AI Models Achieve IMO Gold, Sparking Debate on Reinforcement Learning and Prompt Engineering

Artificial intelligence models from both OpenAI and Google DeepMind have reportedly achieved gold medal-level performance at the 2025 International Mathematical Olympiad (IMO), a significant milestone in AI's ability to tackle complex mathematical reasoning. This breakthrough, announced in July 2025, marks a pivotal moment, demonstrating advanced problem-solving capabilities in a competition known for its exceptionally difficult problems requiring deep insight and creativity. The models solved five out of six problems under human exam conditions, without external tools or internet access.

The achievement has ignited discussions within the AI community regarding the methodologies employed.
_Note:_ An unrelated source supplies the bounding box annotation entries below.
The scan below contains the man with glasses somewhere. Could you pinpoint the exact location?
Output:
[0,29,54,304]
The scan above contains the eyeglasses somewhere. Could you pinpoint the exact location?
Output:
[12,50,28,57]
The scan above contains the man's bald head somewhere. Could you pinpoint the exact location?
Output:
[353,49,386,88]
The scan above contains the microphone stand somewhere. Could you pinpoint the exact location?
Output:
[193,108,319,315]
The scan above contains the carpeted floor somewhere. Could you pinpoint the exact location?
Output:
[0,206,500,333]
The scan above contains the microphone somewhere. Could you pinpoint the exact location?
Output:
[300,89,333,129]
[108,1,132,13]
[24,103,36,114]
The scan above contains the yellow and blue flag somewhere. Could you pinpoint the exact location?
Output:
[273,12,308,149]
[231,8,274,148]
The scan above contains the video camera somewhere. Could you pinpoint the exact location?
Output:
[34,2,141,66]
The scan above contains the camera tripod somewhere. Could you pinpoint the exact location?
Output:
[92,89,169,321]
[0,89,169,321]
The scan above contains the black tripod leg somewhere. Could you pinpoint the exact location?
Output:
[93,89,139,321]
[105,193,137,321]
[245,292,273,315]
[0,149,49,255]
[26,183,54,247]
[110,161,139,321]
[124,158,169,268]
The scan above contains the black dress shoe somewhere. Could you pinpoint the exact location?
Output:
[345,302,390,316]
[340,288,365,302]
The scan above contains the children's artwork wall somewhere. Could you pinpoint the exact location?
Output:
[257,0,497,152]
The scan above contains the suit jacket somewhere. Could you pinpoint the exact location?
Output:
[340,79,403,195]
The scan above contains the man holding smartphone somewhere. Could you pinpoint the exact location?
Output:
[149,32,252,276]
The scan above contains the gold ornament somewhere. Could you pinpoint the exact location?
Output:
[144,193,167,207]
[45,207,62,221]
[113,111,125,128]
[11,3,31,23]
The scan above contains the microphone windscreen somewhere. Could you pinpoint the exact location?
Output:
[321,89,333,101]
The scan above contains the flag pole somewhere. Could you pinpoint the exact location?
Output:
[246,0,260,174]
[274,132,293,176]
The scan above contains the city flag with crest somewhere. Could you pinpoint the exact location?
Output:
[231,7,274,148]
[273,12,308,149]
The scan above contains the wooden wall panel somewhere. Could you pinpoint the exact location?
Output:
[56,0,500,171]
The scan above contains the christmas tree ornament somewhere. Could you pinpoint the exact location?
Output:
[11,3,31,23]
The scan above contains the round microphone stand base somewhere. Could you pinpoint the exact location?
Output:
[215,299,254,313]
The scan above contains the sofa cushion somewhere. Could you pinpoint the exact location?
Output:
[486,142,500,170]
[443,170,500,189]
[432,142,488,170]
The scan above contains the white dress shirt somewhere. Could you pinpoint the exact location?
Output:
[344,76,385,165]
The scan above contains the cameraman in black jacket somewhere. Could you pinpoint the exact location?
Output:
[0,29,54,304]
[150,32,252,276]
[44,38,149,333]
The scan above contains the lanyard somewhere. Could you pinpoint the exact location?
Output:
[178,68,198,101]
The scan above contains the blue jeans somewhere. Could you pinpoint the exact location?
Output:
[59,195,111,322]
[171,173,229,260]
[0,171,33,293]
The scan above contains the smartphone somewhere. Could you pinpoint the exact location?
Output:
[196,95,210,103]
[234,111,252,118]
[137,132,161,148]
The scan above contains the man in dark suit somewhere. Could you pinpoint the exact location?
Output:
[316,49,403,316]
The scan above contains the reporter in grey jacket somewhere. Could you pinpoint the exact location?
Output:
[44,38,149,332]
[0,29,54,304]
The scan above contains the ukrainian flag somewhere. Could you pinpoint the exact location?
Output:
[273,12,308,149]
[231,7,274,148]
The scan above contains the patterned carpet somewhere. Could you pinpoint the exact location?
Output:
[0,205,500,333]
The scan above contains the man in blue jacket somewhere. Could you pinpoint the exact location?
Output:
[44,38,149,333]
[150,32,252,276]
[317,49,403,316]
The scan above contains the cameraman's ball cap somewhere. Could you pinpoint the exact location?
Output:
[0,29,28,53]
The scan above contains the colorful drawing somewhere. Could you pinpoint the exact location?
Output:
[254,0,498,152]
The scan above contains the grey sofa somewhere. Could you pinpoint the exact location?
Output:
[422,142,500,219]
In a recent social media post, user "jxmo" posited that it is "totally plausible that a model could get IMO gold without any reinforcement learning, given a perfectly-crafted prompt." The tweet further highlighted a perceived gap, stating, "we just don't know, and lack tools to efficiently search through prompt space."

OpenAI's experimental large language model, which achieved this feat, was described by researcher Alexander Wei as a general-purpose reasoning system. OpenAI claims their model required "very little IMO-specific work," suggesting a broad natural language training and advanced reinforcement learning techniques rather than narrow domain optimization. This approach aims for generalizable reasoning rather than task-specific fine-tuning.

Conversely, Google DeepMind's 'Gemini Deep Think' also achieved gold medal performance, explicitly detailing its methodology. DeepMind stated they trained Gemini on novel reinforcement learning techniques for multi-step reasoning and problem-solving. Additionally, they "provided Gemini with access to a curated corpus of high-quality solutions to mathematics problems, and added some general hints and tips on how to approach IMO problems to its instructions," indicating a role for prompt engineering.

The differing claims underscore the ongoing debate about the most effective paths to advanced AI capabilities. While both companies leveraged reinforcement learning to some extent, OpenAI's emphasis on general models contrasts with DeepMind's more explicit mention of curated data and prompt-based guidance. This highlights the complexity of discerning the precise contributions of various training paradigms and the challenges in efficiently exploring the vast prompt design landscape for optimal AI performance.